There is nothing, absolutely nothing like the sprint finish of a bike race.
For a start, in a big stage race, you never know if there will be a sprint finish. On a flat stage, there usually is but sometimes a couple of riders will break away so fast that even the combined strength of the peloton can’t reel them back in (cycling cliché alert). Occasionally, a lone rider will jump away from the rest and time-trial his way to a solo victory. Mostly there are sprint finishes.
There’s a lot of jostling in the last 3k as teams get organised to lead out their most explosive sprinters. You can always pick out the sprinters. While the climbers are skinny and slight, sprinters have the bulky power-packed thighs of Bernini’s river gods.
Last Saturday, I was in Cheltenham, 100 metres ahead of the finish line of the 7th stage of the Tour of Britain, watching on a big screen as the riders braved 185k in driving rain, sunshine and howling winds before dropping down Cleeve Hill and heading into the centre.
The helicopter shots were incredible. The riders were all together – a morphing mass of colour like a rampaging living creature, swooping around the sharp right near M&S, then swooping immediately left at Boots corner and surging between the crowds on the Promenade.
One minute they were on the screen, the next, the riders came into view – three just ahead of the rest, a gap and then scores of others.
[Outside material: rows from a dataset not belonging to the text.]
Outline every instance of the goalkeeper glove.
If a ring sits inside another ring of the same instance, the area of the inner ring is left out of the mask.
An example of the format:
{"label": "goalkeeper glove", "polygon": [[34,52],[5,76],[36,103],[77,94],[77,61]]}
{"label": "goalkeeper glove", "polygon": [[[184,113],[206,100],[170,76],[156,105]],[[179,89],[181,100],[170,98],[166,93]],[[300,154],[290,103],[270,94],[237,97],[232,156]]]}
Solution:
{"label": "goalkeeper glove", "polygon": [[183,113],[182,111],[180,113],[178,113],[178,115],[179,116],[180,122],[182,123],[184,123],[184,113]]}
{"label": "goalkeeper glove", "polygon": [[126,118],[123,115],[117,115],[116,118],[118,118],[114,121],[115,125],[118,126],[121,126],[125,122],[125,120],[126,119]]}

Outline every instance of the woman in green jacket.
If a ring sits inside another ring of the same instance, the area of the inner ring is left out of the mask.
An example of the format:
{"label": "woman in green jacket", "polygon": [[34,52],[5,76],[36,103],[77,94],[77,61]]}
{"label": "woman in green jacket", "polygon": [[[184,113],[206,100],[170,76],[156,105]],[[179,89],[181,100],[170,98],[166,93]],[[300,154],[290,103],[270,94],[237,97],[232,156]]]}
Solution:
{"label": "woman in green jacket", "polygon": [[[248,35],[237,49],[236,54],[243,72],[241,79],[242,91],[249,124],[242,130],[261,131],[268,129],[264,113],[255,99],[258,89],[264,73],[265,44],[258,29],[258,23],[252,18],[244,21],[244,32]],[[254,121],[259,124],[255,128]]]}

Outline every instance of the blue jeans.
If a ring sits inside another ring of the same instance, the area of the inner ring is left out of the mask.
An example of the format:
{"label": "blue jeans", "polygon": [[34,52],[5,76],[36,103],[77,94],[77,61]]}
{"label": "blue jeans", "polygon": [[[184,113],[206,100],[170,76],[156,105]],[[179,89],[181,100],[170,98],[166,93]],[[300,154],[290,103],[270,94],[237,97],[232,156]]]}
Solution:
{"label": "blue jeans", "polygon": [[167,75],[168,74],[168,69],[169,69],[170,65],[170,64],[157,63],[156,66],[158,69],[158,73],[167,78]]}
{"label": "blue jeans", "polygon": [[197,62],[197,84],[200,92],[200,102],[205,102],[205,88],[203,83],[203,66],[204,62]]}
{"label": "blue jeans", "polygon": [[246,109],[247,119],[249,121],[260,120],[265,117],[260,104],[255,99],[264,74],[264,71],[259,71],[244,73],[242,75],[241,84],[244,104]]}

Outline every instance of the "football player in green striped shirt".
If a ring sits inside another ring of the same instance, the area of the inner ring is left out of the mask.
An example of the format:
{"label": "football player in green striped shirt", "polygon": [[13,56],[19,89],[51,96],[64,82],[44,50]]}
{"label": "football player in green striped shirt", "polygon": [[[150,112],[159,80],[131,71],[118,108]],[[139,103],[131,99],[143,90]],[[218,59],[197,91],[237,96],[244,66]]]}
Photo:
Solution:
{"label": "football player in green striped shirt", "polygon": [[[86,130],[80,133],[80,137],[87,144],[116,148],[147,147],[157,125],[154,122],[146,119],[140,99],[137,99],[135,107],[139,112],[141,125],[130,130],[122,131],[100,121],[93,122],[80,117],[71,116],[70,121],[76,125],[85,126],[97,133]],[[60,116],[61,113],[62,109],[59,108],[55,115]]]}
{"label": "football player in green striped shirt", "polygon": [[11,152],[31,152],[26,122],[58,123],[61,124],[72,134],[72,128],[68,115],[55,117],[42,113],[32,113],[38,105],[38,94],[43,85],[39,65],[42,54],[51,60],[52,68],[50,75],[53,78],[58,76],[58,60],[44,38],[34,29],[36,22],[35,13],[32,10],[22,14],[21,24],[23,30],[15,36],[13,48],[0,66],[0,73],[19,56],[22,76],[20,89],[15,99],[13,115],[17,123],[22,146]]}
We were all roaring encouragement, spectators banged on the boards of the barriers as the announcer, over the din of the crowd, managed to announce who had won – Dylan Groenewegen of LottoNL-Jumbo.
The crowd were running on adrenaline themselves now, enthusiastically cheering every single straggler… some of them putting on a sporting burst of speed even though they were at least 30 riders down. The last few riders, cruising in having had a crushingly difficult day, got the biggest cheers and applause of all.
That’s what happens when the crowd is up for it. Infectious fantastic enthusiasm.
I fired off a load of shots on my Canon camera on Sports setting as they came through. It was only later, downloading the images to my laptop that the world of sprinters was revealed; rictus grimaces, contorted faces of pure animal aggression, poker faces of steely determination, tensed muscles shiny with rain and sweat and road dirt.
My successful racing cyclist brother used to refer to the visceral “red mist” of the sprint. My pics are amateur shots; the focus is a bit off, the light wasn’t good but that red mist …. I fancy I can almost see it…
Dylan Groenewegen with the yellow-striped helmet, team LottoNL-Jumbo. He won the Tour de France sprint on the Champs Elysees in July – so the Promenade blast was a piece of cake. To his left Orica Scott sprinter Caleb Ewan, who came 2nd and on the right Fernando Gaviria of Quickstep Floors.
Lars Boom – eventual Tour of Britain winner.
World Time Trial champion Tony Martin of Katusha.
Vasil Kiryienka, Team Sky
Alex Dowsett (L) Movistar
Geraint Thomas. Pride of Wales as first Welshman EVER to wear a yellow jersey in the Tour de France but later, unluckily crashed out with a broken collarbone.